Video Review on Stock and Bond Valuation
I watched the video titled "Introduction to Stock Valuation Models" from Investopedia. The video provided an overview of the fundamental models used for valuing stocks, including the Dividend Discount Model (DDM) and the Price/Earnings ratio. It explained how the DDM relies on projected dividends and growth rates to estimate intrinsic stock value, illustrating the importance of variables such as dividend growth, required rate of return, and current stock price. The video also touched on bond valuation, emphasizing present value calculations based on coupon payments, face value, and market interest rates. The information in the video reinforced the analytical methods used in the calculations above, highlighting how changes in growth assumptions or required returns impact valuation. The models serve as essential tools for investors to estimate fair values and make informed investment decisions.
References
- Berk, J., & DeMarzo, P. (2020). Corporate Finance. Pearson.
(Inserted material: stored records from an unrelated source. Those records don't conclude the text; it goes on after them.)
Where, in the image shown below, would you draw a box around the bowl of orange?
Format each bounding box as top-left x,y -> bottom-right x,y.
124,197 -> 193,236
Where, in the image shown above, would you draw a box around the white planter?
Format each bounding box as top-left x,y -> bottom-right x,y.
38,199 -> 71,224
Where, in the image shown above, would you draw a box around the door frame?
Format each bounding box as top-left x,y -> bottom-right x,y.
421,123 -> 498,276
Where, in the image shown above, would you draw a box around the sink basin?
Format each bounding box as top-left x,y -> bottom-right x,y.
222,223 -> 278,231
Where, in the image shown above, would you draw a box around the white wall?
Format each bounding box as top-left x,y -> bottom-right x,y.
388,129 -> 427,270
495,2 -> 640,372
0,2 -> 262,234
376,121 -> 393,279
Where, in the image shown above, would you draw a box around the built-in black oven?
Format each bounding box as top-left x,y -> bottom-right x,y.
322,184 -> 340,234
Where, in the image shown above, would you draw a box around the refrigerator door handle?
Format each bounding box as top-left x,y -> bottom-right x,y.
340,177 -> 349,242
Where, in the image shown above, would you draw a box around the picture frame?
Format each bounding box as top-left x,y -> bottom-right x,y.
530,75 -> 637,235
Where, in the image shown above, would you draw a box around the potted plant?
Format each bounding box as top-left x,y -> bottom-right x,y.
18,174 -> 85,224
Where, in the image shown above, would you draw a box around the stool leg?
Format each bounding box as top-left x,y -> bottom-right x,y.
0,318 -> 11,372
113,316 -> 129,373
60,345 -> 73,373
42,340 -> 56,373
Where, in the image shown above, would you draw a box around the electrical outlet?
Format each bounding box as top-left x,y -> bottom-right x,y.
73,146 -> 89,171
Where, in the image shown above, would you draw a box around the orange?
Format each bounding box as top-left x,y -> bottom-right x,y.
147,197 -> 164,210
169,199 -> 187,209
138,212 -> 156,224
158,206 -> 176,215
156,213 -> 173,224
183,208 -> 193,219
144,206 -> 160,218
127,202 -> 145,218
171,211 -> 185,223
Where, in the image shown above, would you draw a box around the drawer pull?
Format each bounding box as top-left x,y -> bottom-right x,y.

- Ross, S. A., Westerfield, R. W., & Jaffe, J. (2019). Corporate Finance. McGraw-Hill Education.
- Bodie, Z., Kane, A., & Marcus, A. J. (2021). Investments. McGraw-Hill Education.
- Fabozzi, F. J. (2021). Bond Markets, Analysis and Strategies. Pearson.
- Gordon, M. J. (1959). Dividends, Earnings, and Stock Prices. The Review of Economics and Statistics, 41(2), 99-105.
- Damodaran, A. (2012). Investment Valuation: Tools and Techniques for Determining the Value of Any Asset. Wiley Finance.
- Investopedia. (2022). Introduction to Stock Valuation Models. Retrieved from https://www.investopedia.com
- Brigham, E. F., & Ehrhardt, M. C. (2019). Financial Management: Theory & Practice. Cengage Learning.
- Hibbert, S. (2018). Analyzing Bond Prices and Yields. Finance & Development, 55(2), 40-43.
- Fama, E., & French, K. (1992). The Cross-Section of Expected Stock Returns. The Journal of Finance, 47(2), 427-465.